Pour lever l’ambiguïté actuelle qui entoure la comptabilisation des actifs numériques, le Financial Accounting Standards Board (FASB) prépare des directives exhaustives sur la décomptabilisation, clarifiant à quel moment une entreprise peut retirer de ses bilans les crypto-actifs transférés. Cette initiative constitue une avancée majeure dans l’instauration de pratiques de reporting standardisées pour le secteur des actifs numériques, en pleine mutation.
L’autorité américaine des normes comptables franchit une étape décisive pour moderniser le reporting crypto des entreprises, en s’attaquant cette fois à l’un des points les plus complexes du secteur : la comptabilisation des transferts d’actifs numériques d’un emplacement à un autre. Ce défi s’intensifie à mesure que les sociétés adoptent les systèmes financiers basés sur la blockchain, en l’absence de directives réglementaires claires.
Le Financial Accounting Standards Board vient de voter l’ajout d’un projet axé sur la crypto à son agenda technique, visant à préciser le traitement comptable des transferts de crypto-actifs et le moment où ces actifs doivent être retirés des bilans. Cette démarche s’inscrit alors que l’utilisation de portefeuilles numériques, de dépositaires et de solutions de paiement blockchain progresse, sans référentiel de reporting unifié. Le manque de standardisation complique considérablement la tâche des préparateurs et des auditeurs d’états financiers.

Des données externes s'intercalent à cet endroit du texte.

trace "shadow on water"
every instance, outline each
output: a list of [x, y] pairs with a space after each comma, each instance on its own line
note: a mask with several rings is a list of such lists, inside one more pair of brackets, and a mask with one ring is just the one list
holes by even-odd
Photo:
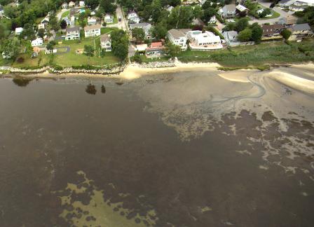
[[102, 93], [106, 93], [106, 88], [104, 85], [102, 85]]
[[32, 80], [33, 79], [30, 78], [16, 76], [13, 78], [12, 81], [14, 83], [14, 84], [17, 85], [19, 87], [26, 87]]
[[90, 83], [87, 85], [86, 88], [85, 89], [86, 93], [90, 95], [96, 95], [97, 90], [95, 85], [91, 84]]

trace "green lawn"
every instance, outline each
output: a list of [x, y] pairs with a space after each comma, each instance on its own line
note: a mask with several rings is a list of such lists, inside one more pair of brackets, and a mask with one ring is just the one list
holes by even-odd
[[118, 29], [118, 28], [116, 28], [116, 27], [102, 27], [100, 29], [100, 34], [103, 34], [110, 33], [112, 31], [114, 31], [116, 29]]
[[64, 18], [68, 16], [69, 14], [70, 14], [70, 11], [67, 11], [64, 12], [62, 13], [62, 15], [61, 15], [61, 18]]
[[118, 63], [120, 60], [115, 57], [111, 52], [106, 53], [104, 57], [99, 57], [99, 43], [100, 38], [95, 39], [96, 55], [94, 57], [88, 57], [85, 55], [76, 54], [76, 49], [83, 49], [85, 45], [90, 45], [94, 46], [94, 38], [86, 38], [78, 41], [64, 41], [62, 44], [57, 45], [56, 47], [69, 46], [71, 50], [69, 53], [62, 55], [55, 55], [54, 62], [56, 64], [62, 67], [78, 66], [82, 64], [91, 64], [94, 66], [103, 66], [107, 64]]

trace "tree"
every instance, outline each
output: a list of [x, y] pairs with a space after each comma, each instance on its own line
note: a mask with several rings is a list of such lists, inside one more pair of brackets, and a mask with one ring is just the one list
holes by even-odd
[[132, 30], [132, 37], [135, 38], [137, 42], [142, 42], [145, 39], [145, 32], [140, 27], [135, 27]]
[[45, 29], [38, 29], [37, 36], [43, 39], [43, 36], [45, 36]]
[[247, 18], [240, 18], [235, 24], [235, 30], [240, 32], [244, 30], [249, 25]]
[[282, 36], [283, 38], [285, 38], [285, 39], [288, 39], [289, 37], [290, 37], [291, 34], [292, 34], [291, 31], [287, 29], [283, 29], [280, 32], [280, 34]]
[[247, 42], [250, 41], [252, 36], [252, 30], [249, 28], [246, 28], [244, 30], [239, 32], [238, 35], [238, 39], [241, 42]]
[[60, 27], [62, 29], [65, 29], [67, 25], [67, 22], [64, 20], [61, 20]]
[[4, 43], [3, 53], [8, 58], [15, 60], [20, 52], [20, 42], [17, 38], [6, 40]]
[[252, 41], [254, 41], [256, 43], [259, 43], [261, 41], [261, 36], [263, 35], [263, 29], [257, 22], [252, 25], [250, 28], [252, 30]]
[[177, 57], [181, 52], [181, 47], [172, 44], [171, 42], [167, 42], [165, 46], [165, 53], [170, 56], [170, 57]]
[[84, 54], [86, 56], [88, 56], [88, 59], [90, 58], [90, 57], [94, 56], [94, 48], [93, 46], [90, 45], [85, 45], [84, 46]]
[[95, 9], [100, 4], [99, 0], [85, 0], [85, 4], [91, 9]]
[[116, 6], [114, 3], [113, 0], [100, 0], [100, 8], [102, 8], [106, 13], [114, 13], [116, 8]]

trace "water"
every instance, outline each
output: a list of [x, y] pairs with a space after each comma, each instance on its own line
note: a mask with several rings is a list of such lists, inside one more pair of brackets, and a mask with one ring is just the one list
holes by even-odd
[[304, 114], [278, 118], [264, 85], [176, 76], [0, 79], [0, 226], [313, 226], [313, 97], [282, 86]]

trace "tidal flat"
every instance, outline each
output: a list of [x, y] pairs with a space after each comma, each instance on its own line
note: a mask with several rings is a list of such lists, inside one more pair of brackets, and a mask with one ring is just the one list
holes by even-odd
[[0, 226], [313, 226], [313, 75], [1, 78]]

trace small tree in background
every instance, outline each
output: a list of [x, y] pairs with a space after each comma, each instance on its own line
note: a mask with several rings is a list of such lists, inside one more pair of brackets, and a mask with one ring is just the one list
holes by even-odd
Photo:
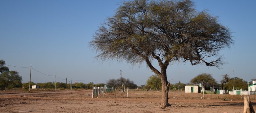
[[5, 62], [3, 60], [0, 60], [0, 74], [4, 72], [9, 71], [9, 68], [8, 67], [4, 66], [5, 64]]
[[[221, 89], [224, 89], [226, 90], [228, 88], [228, 86], [226, 84], [231, 81], [231, 79], [229, 77], [229, 76], [228, 74], [226, 74], [224, 75], [221, 76], [222, 77], [222, 79], [220, 80], [221, 85]], [[225, 86], [224, 87], [224, 86]]]
[[156, 75], [153, 75], [147, 80], [146, 84], [148, 87], [152, 89], [155, 89], [156, 88], [157, 90], [160, 90], [162, 86], [161, 78]]
[[211, 74], [203, 73], [198, 75], [193, 78], [190, 82], [194, 84], [202, 84], [204, 87], [204, 93], [205, 92], [205, 86], [208, 84], [212, 84], [213, 83], [217, 84], [215, 79], [213, 78]]

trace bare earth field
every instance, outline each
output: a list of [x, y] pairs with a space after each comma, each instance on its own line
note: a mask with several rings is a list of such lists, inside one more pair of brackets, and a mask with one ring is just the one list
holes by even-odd
[[[169, 101], [172, 106], [161, 108], [161, 93], [156, 91], [132, 90], [128, 98], [125, 98], [126, 93], [121, 96], [116, 91], [93, 98], [87, 96], [91, 95], [92, 90], [89, 90], [32, 92], [6, 94], [19, 92], [0, 91], [0, 112], [241, 113], [244, 108], [241, 96], [207, 94], [203, 99], [200, 98], [202, 94], [171, 92]], [[254, 96], [251, 96], [250, 98], [255, 110]], [[224, 98], [228, 100], [223, 100]]]

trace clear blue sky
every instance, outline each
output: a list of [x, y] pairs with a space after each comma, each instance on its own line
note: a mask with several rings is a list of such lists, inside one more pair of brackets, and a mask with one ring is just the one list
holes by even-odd
[[[138, 85], [154, 74], [144, 64], [131, 68], [124, 62], [95, 61], [96, 55], [88, 46], [100, 23], [112, 16], [123, 1], [0, 1], [0, 59], [7, 65], [29, 67], [44, 74], [87, 83], [105, 83], [123, 76]], [[205, 65], [174, 64], [167, 78], [187, 83], [202, 73], [211, 74], [219, 81], [225, 74], [248, 81], [256, 78], [256, 1], [195, 1], [199, 11], [208, 9], [233, 32], [235, 44], [220, 52], [228, 64], [222, 69]], [[155, 65], [157, 64], [155, 64]], [[30, 68], [9, 66], [29, 81]], [[31, 81], [53, 82], [55, 77], [32, 70]], [[57, 79], [57, 81], [66, 80]]]

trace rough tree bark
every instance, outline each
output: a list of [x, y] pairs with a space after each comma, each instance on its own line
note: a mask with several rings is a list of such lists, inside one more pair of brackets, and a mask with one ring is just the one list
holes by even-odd
[[[165, 72], [166, 72], [166, 71]], [[163, 107], [171, 106], [168, 102], [168, 91], [170, 86], [170, 83], [167, 80], [166, 72], [165, 73], [162, 73], [161, 76], [162, 85], [161, 106]]]

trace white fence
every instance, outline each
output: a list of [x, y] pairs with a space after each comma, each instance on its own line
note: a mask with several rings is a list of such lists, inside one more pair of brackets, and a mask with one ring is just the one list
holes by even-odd
[[104, 87], [94, 87], [92, 86], [92, 98], [95, 97], [99, 95], [103, 94], [106, 91], [106, 89]]
[[229, 94], [233, 95], [250, 95], [251, 92], [248, 91], [242, 90], [234, 90], [233, 92], [230, 92]]

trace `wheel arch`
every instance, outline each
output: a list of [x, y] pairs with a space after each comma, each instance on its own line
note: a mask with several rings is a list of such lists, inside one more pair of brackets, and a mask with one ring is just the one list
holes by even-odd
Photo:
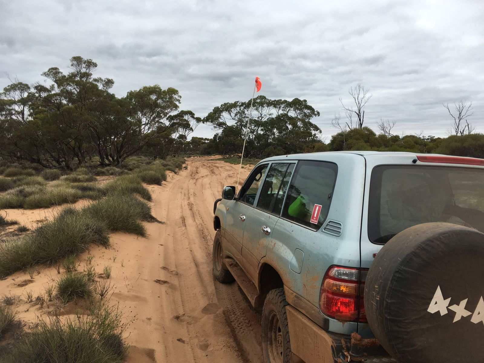
[[213, 229], [215, 230], [220, 229], [220, 218], [218, 217], [218, 216], [215, 215], [213, 217]]
[[266, 296], [271, 290], [284, 288], [284, 282], [277, 270], [271, 264], [264, 262], [259, 269], [257, 287], [259, 297], [257, 301], [257, 306], [254, 306], [256, 308], [262, 307]]

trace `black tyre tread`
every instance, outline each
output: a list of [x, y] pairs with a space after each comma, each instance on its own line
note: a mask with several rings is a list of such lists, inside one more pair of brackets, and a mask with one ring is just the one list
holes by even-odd
[[[287, 315], [286, 312], [286, 307], [288, 305], [286, 300], [286, 294], [284, 294], [284, 289], [282, 287], [271, 290], [267, 294], [266, 300], [264, 302], [264, 307], [262, 308], [262, 353], [264, 355], [264, 363], [274, 363], [271, 362], [267, 355], [267, 341], [265, 341], [265, 332], [267, 324], [267, 318], [269, 317], [268, 310], [275, 311], [279, 318], [279, 324], [283, 332], [283, 345], [287, 347], [284, 352], [283, 357], [283, 363], [289, 363], [291, 361], [291, 341], [289, 336], [289, 326], [287, 324]], [[271, 305], [273, 305], [271, 307]]]
[[230, 284], [230, 283], [233, 282], [235, 280], [234, 278], [234, 277], [232, 275], [232, 274], [230, 273], [230, 272], [227, 269], [224, 269], [223, 266], [222, 267], [222, 268], [220, 269], [220, 271], [218, 271], [217, 270], [217, 268], [215, 266], [215, 244], [217, 242], [221, 243], [220, 242], [221, 233], [220, 230], [219, 229], [217, 231], [217, 233], [215, 233], [215, 238], [213, 239], [213, 246], [212, 248], [212, 262], [213, 265], [212, 269], [213, 277], [215, 278], [215, 280], [222, 284]]

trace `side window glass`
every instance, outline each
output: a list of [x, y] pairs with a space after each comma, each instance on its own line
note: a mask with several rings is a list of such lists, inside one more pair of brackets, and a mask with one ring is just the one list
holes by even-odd
[[337, 172], [337, 166], [331, 163], [300, 162], [289, 187], [282, 216], [319, 228], [328, 216]]
[[257, 191], [259, 189], [259, 185], [264, 179], [264, 174], [265, 174], [266, 170], [267, 170], [267, 165], [261, 166], [255, 172], [253, 172], [242, 187], [239, 200], [254, 205], [256, 196], [257, 195]]
[[294, 165], [278, 163], [271, 166], [260, 190], [257, 202], [258, 208], [276, 214], [281, 213], [283, 201]]

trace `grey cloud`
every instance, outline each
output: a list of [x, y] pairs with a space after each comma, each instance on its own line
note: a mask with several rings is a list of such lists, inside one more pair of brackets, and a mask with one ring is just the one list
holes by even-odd
[[[484, 4], [479, 0], [356, 3], [301, 1], [114, 1], [0, 0], [3, 71], [29, 83], [74, 55], [98, 64], [123, 96], [148, 84], [174, 87], [182, 107], [204, 116], [226, 102], [260, 93], [298, 97], [321, 112], [323, 134], [339, 98], [361, 83], [373, 97], [365, 113], [396, 120], [399, 132], [444, 136], [442, 103], [473, 101], [471, 121], [484, 132]], [[18, 19], [22, 19], [21, 21]], [[201, 125], [195, 135], [213, 131]]]

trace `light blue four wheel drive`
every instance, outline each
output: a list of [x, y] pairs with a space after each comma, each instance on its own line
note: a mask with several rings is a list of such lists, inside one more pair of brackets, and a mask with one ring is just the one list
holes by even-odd
[[235, 192], [214, 206], [213, 274], [262, 310], [266, 363], [484, 356], [484, 160], [283, 155]]

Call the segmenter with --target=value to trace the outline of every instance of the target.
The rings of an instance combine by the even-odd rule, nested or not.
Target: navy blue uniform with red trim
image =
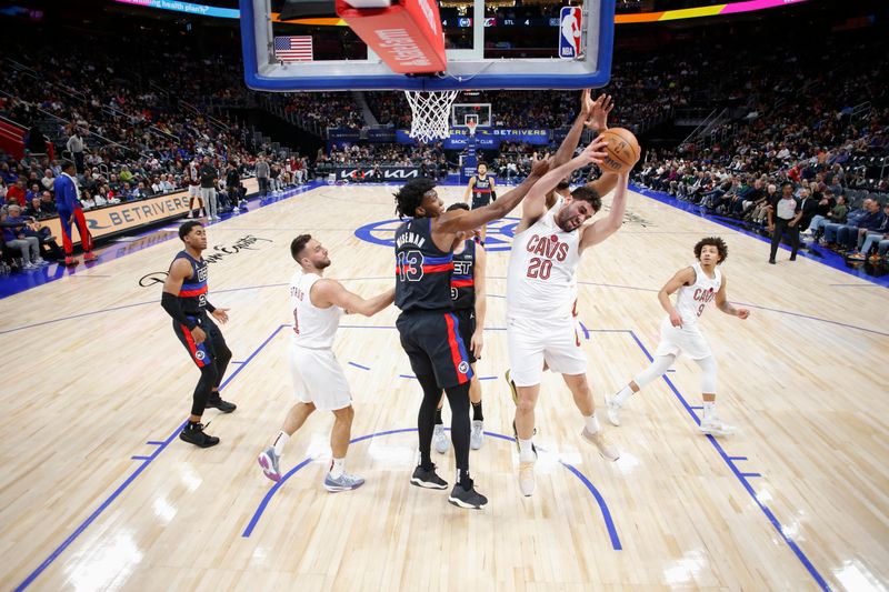
[[[416,375],[434,374],[441,389],[472,378],[469,348],[453,312],[453,253],[436,247],[432,219],[417,218],[396,231],[396,322]]]
[[[186,347],[191,361],[198,368],[203,368],[212,363],[217,352],[226,351],[228,345],[222,332],[207,314],[207,261],[203,258],[199,261],[186,251],[179,251],[173,263],[179,259],[186,259],[191,264],[191,275],[182,282],[182,288],[179,289],[182,312],[189,321],[197,323],[207,333],[207,339],[200,344],[196,343],[191,330],[176,320],[173,320],[173,332]],[[170,267],[172,268],[172,264]]]
[[[476,183],[472,185],[472,209],[488,205],[491,202],[491,178],[487,174],[485,178],[473,174],[472,179]]]
[[[453,312],[460,321],[460,335],[463,343],[472,342],[476,332],[476,241],[469,239],[463,245],[463,251],[453,253],[453,274],[451,275],[451,300]],[[476,363],[472,350],[467,351],[469,363]]]

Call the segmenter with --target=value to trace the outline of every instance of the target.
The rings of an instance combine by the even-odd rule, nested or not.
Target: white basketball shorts
[[[509,371],[517,387],[540,384],[543,361],[560,374],[587,372],[577,321],[565,319],[507,319]]]
[[[302,403],[314,403],[320,411],[336,411],[352,403],[349,383],[330,349],[310,350],[291,343],[290,374],[293,393]]]
[[[710,344],[707,343],[698,324],[673,327],[669,317],[660,323],[660,343],[655,355],[676,355],[685,353],[692,360],[702,360],[712,355]]]

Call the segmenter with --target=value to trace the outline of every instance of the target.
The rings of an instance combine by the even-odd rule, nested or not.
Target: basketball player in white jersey
[[[497,199],[497,182],[493,177],[488,177],[488,164],[479,162],[477,171],[478,174],[473,174],[469,180],[469,184],[466,185],[466,194],[463,194],[465,203],[469,199],[469,195],[472,194],[472,203],[470,205],[472,210],[488,205],[491,201]],[[487,235],[486,227],[481,227],[481,244],[485,244],[485,238]]]
[[[293,239],[290,254],[300,265],[290,281],[290,302],[293,309],[290,371],[299,402],[290,408],[281,431],[257,460],[266,476],[280,481],[280,459],[290,437],[316,409],[332,411],[334,422],[330,432],[330,446],[333,458],[324,476],[324,489],[352,490],[364,480],[346,472],[346,451],[349,448],[354,411],[346,375],[331,350],[333,337],[343,313],[371,317],[392,303],[394,288],[364,300],[348,291],[340,282],[324,279],[324,268],[330,265],[328,251],[309,234]]]
[[[592,185],[577,188],[570,198],[560,199],[552,208],[546,207],[547,194],[560,179],[590,162],[601,164],[600,159],[590,158],[589,153],[605,146],[606,142],[597,140],[580,157],[547,173],[531,188],[512,239],[507,272],[507,339],[511,379],[517,391],[515,430],[519,444],[519,486],[525,495],[531,495],[535,490],[537,451],[531,439],[545,361],[550,370],[562,374],[571,390],[575,404],[583,415],[582,437],[606,459],[613,461],[619,455],[606,440],[596,417],[587,383],[587,358],[580,348],[572,311],[580,255],[623,224],[629,175],[618,175],[611,211],[592,224],[583,225],[601,208],[601,197]]]
[[[203,208],[203,197],[201,195],[201,175],[198,170],[200,161],[192,160],[186,167],[186,179],[188,180],[188,215],[186,218],[198,218],[194,213],[194,200],[198,200],[198,213],[207,215]]]
[[[726,314],[741,320],[750,315],[747,309],[732,307],[726,295],[726,275],[717,269],[729,254],[726,242],[718,237],[709,237],[695,245],[698,262],[679,270],[658,292],[658,300],[668,317],[660,325],[660,343],[655,352],[655,361],[640,372],[629,384],[613,397],[606,395],[608,419],[620,425],[620,408],[632,393],[660,378],[676,361],[677,355],[686,353],[701,367],[701,392],[703,393],[703,419],[700,431],[710,435],[728,435],[735,429],[723,423],[716,413],[717,365],[710,345],[698,329],[698,319],[707,304],[716,300],[716,305]],[[670,295],[676,292],[676,305]]]

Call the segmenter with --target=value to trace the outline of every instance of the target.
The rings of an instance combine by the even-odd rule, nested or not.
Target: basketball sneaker
[[[209,423],[207,425],[210,425]],[[210,435],[203,431],[203,423],[188,422],[182,431],[179,432],[179,440],[194,444],[199,448],[210,448],[219,443],[219,438]]]
[[[364,483],[363,476],[353,475],[342,472],[340,476],[333,479],[330,473],[324,478],[324,489],[328,491],[349,491],[360,488]]]
[[[269,446],[259,453],[257,462],[262,468],[262,474],[274,481],[276,483],[281,480],[281,469],[278,463],[281,456],[276,454],[274,446]]]
[[[488,498],[476,491],[472,481],[469,482],[469,489],[463,489],[460,483],[453,485],[451,494],[448,495],[448,502],[467,510],[481,510],[488,505]]]
[[[216,393],[216,397],[210,397],[207,400],[207,409],[210,408],[218,409],[222,413],[231,413],[238,409],[238,405],[234,403],[229,403],[228,401],[223,401],[222,398],[219,397],[219,393]]]
[[[709,435],[730,435],[735,433],[735,427],[723,423],[716,413],[711,413],[709,417],[703,418],[698,429],[701,431],[701,433]]]
[[[434,465],[427,471],[418,464],[410,478],[410,483],[411,485],[417,485],[418,488],[448,489],[448,482],[438,476]]]
[[[432,430],[432,444],[436,446],[436,452],[444,454],[448,452],[448,434],[444,433],[444,424],[436,423]]]
[[[620,403],[615,400],[613,394],[605,395],[606,411],[608,412],[608,421],[612,425],[620,425]]]
[[[590,433],[585,427],[583,431],[580,432],[580,435],[582,435],[587,442],[596,445],[596,448],[599,449],[599,454],[601,454],[603,459],[616,461],[620,458],[620,452],[618,452],[618,449],[615,448],[615,444],[608,441],[602,430],[599,430],[596,433]]]
[[[472,432],[469,434],[469,448],[478,450],[485,443],[485,422],[472,420]]]

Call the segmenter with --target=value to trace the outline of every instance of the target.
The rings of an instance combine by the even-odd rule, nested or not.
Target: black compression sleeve
[[[160,305],[163,307],[163,310],[167,311],[167,314],[173,318],[173,321],[178,322],[179,324],[184,324],[189,328],[189,330],[192,330],[198,325],[198,323],[194,321],[189,321],[186,318],[186,313],[182,312],[182,303],[179,302],[179,297],[173,295],[170,292],[161,292]]]

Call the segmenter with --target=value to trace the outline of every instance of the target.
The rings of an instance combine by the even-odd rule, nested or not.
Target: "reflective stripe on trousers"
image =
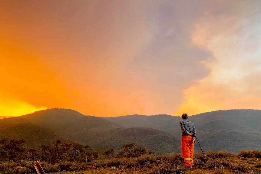
[[[190,136],[183,136],[181,139],[181,149],[182,156],[185,162],[185,166],[190,168],[193,166],[194,149],[192,137]]]

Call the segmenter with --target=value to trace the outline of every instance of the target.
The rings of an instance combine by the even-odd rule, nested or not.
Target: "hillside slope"
[[[181,117],[131,115],[102,118],[124,126],[158,129],[181,139]],[[189,116],[188,119],[195,125],[197,138],[206,151],[224,150],[236,153],[246,149],[261,149],[261,110],[217,111]],[[198,145],[195,145],[199,152]]]

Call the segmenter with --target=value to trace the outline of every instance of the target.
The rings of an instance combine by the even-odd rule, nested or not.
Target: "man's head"
[[[184,119],[188,118],[188,114],[186,114],[185,113],[184,113],[182,114],[182,119],[183,120]]]

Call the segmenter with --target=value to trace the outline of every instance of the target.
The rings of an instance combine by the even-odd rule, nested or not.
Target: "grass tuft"
[[[239,172],[246,172],[248,171],[248,169],[245,165],[239,161],[236,161],[233,163],[230,166],[233,170],[236,170]]]

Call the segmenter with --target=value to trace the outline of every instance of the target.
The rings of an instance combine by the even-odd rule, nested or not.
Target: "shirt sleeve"
[[[185,127],[182,122],[181,122],[180,123],[180,128],[181,129],[181,131],[182,131],[182,132],[187,133],[188,131],[185,129]]]
[[[196,129],[195,129],[195,126],[194,126],[194,124],[193,124],[193,133],[194,133],[192,134],[192,136],[196,136]]]

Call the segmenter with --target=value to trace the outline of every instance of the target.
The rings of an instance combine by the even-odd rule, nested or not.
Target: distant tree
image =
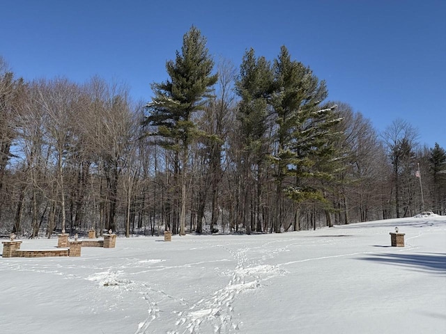
[[[253,49],[247,51],[236,81],[236,92],[240,101],[237,112],[236,136],[233,144],[238,151],[234,155],[238,156],[234,218],[236,225],[242,223],[248,234],[252,225],[257,230],[261,228],[258,204],[271,142],[268,118],[272,84],[270,62],[263,56],[256,57]]]
[[[23,104],[26,84],[14,77],[0,56],[0,219],[6,196],[3,191],[6,166],[13,156],[10,149],[17,138],[17,114]]]
[[[321,104],[328,94],[325,81],[319,81],[309,67],[291,61],[285,47],[275,62],[274,71],[275,92],[270,102],[277,137],[272,156],[276,167],[274,230],[279,232],[283,224],[284,193],[298,207],[307,200],[327,205],[326,189],[320,182],[334,177],[334,144],[339,136],[335,125],[341,118],[334,111],[336,106]],[[320,186],[314,183],[316,180]],[[331,222],[329,215],[328,219]],[[299,228],[298,220],[297,214],[295,230]]]
[[[297,184],[287,182],[284,186],[284,182],[290,175],[295,177],[296,181],[305,177],[309,170],[306,171],[304,166],[314,166],[315,161],[310,162],[311,159],[317,154],[328,153],[328,150],[322,153],[323,148],[327,149],[330,142],[328,132],[325,130],[335,123],[332,122],[325,129],[323,129],[326,127],[326,121],[332,114],[332,108],[321,110],[320,107],[327,97],[325,81],[319,81],[309,67],[291,61],[284,46],[275,61],[273,69],[275,91],[270,103],[275,113],[277,143],[276,152],[272,156],[276,167],[274,230],[279,232],[283,223],[284,191],[298,203],[319,195],[314,189],[304,189]],[[325,139],[321,141],[324,136]]]
[[[413,163],[413,148],[418,136],[417,130],[401,119],[394,120],[383,134],[387,154],[393,165],[395,212],[397,218],[401,215],[401,175],[405,170],[413,168],[408,166]],[[413,169],[412,169],[413,173]]]
[[[442,214],[446,209],[446,151],[438,143],[430,151],[429,169],[433,183],[432,207],[435,212]]]
[[[232,89],[236,70],[228,61],[222,60],[217,65],[218,81],[217,94],[210,99],[198,120],[198,127],[203,135],[199,139],[202,149],[199,150],[204,160],[203,168],[198,173],[199,186],[197,189],[197,232],[202,232],[202,221],[208,194],[211,197],[210,230],[214,229],[220,215],[219,191],[223,176],[222,161],[223,145],[227,141],[231,116],[235,107],[235,97]],[[200,158],[199,158],[200,159]]]
[[[194,26],[185,34],[181,52],[176,51],[175,61],[166,63],[170,79],[152,84],[155,97],[147,105],[148,113],[144,122],[145,125],[155,128],[149,134],[157,137],[157,143],[178,157],[179,168],[176,176],[180,179],[180,234],[185,233],[188,148],[198,136],[191,116],[203,109],[217,79],[217,74],[212,73],[214,62],[206,44],[206,38]]]

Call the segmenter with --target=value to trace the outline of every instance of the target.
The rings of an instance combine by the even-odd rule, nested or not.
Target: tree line
[[[0,231],[249,234],[446,214],[445,150],[328,101],[286,47],[215,65],[192,26],[166,70],[141,103],[97,77],[25,81],[0,58]]]

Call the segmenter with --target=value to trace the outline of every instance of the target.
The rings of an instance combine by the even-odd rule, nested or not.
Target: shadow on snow
[[[377,254],[361,260],[403,266],[413,270],[446,274],[446,254]]]

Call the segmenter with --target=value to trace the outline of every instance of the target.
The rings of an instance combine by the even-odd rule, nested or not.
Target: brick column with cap
[[[13,257],[16,255],[14,252],[20,249],[22,240],[8,240],[7,241],[1,241],[3,244],[3,257]]]

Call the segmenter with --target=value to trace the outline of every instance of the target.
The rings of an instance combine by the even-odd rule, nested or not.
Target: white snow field
[[[0,333],[446,333],[446,216],[82,252],[0,258]]]

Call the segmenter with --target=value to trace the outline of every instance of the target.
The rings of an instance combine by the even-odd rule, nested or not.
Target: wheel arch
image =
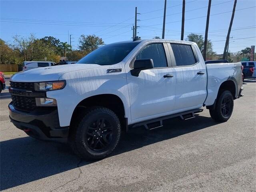
[[[237,92],[237,87],[236,84],[232,78],[222,82],[219,87],[218,94],[214,100],[214,103],[212,105],[207,106],[206,108],[208,109],[214,109],[215,108],[216,100],[218,97],[221,93],[224,90],[230,91],[233,96],[234,99],[235,99],[236,97],[236,93]]]
[[[119,96],[111,94],[96,95],[81,101],[73,112],[70,121],[70,128],[72,128],[80,118],[84,115],[87,108],[95,106],[106,107],[113,111],[118,117],[122,129],[127,128],[128,120],[126,117],[124,102]]]

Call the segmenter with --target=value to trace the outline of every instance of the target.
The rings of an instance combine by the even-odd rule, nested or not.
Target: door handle
[[[164,76],[164,78],[169,78],[172,77],[173,77],[173,75],[172,75],[171,74],[166,74],[166,75]]]
[[[202,72],[202,71],[197,72],[198,75],[203,75],[204,74],[204,72]]]

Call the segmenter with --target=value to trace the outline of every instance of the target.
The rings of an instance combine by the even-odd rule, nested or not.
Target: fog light
[[[57,101],[50,98],[36,98],[37,106],[57,106]]]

Le projet vise à corriger ce que le FASB qualifie de pratiques de reporting « incohérentes et contre-intuitives », principalement dues à l’absence de règles claires de décomptabilisation—c’est-à-dire de directives précisant le moment où un actif est considéré comme transféré et ne figure plus dans la comptabilité d’une entreprise. Cette incertitude a engendré une diversité d’interprétations entre sociétés, rendant complexe la comparaison des états financiers et l’évaluation réelle de l’exposition aux crypto-actifs.
Le conseil étudie la possibilité d’élargir le champ de sa norme comptable sur les actifs numériques adoptée en 2023 (ASU 2023-08), de publier des directives sur la décomptabilisation, ou de poursuivre ces deux orientations en parallèle. Chaque option présente des avantages et des difficultés spécifiques, et le conseil analyse avec attention les retours des parties prenantes pour choisir la solution la plus pertinente.
La recherche de clarté fait suite à plusieurs mois de consultations auprès d’entreprises et d’auditeurs, qui jugent que les règles actuelles ne répondent pas aux réalités concrètes des transferts crypto. Le transfert d’actifs numériques entre portefeuilles peut être instantané et irréversible sur la blockchain, mais ses conséquences comptables dépendent de nombreux facteurs : modalités de garde, délais de confirmation, transfert effectif de contrôle, etc. Ces spécificités techniques exigent des règles comptables adaptées aux caractéristiques de la blockchain.
Ce projet s’appuie sur une initiative distincte du FASB lancée récemment pour déterminer si des actifs numériques courants comme les stablecoins peuvent être assimilés à des équivalents de trésorerie. L’intensification des travaux du conseil s’inscrit dans une volonté de bâtir un cadre cohérent face à l’essor des activités crypto dans les documents financiers des sociétés. Plus les actifs numériques s’intègrent aux opérations courantes, plus l’urgence de normes comptables complètes se fait sentir.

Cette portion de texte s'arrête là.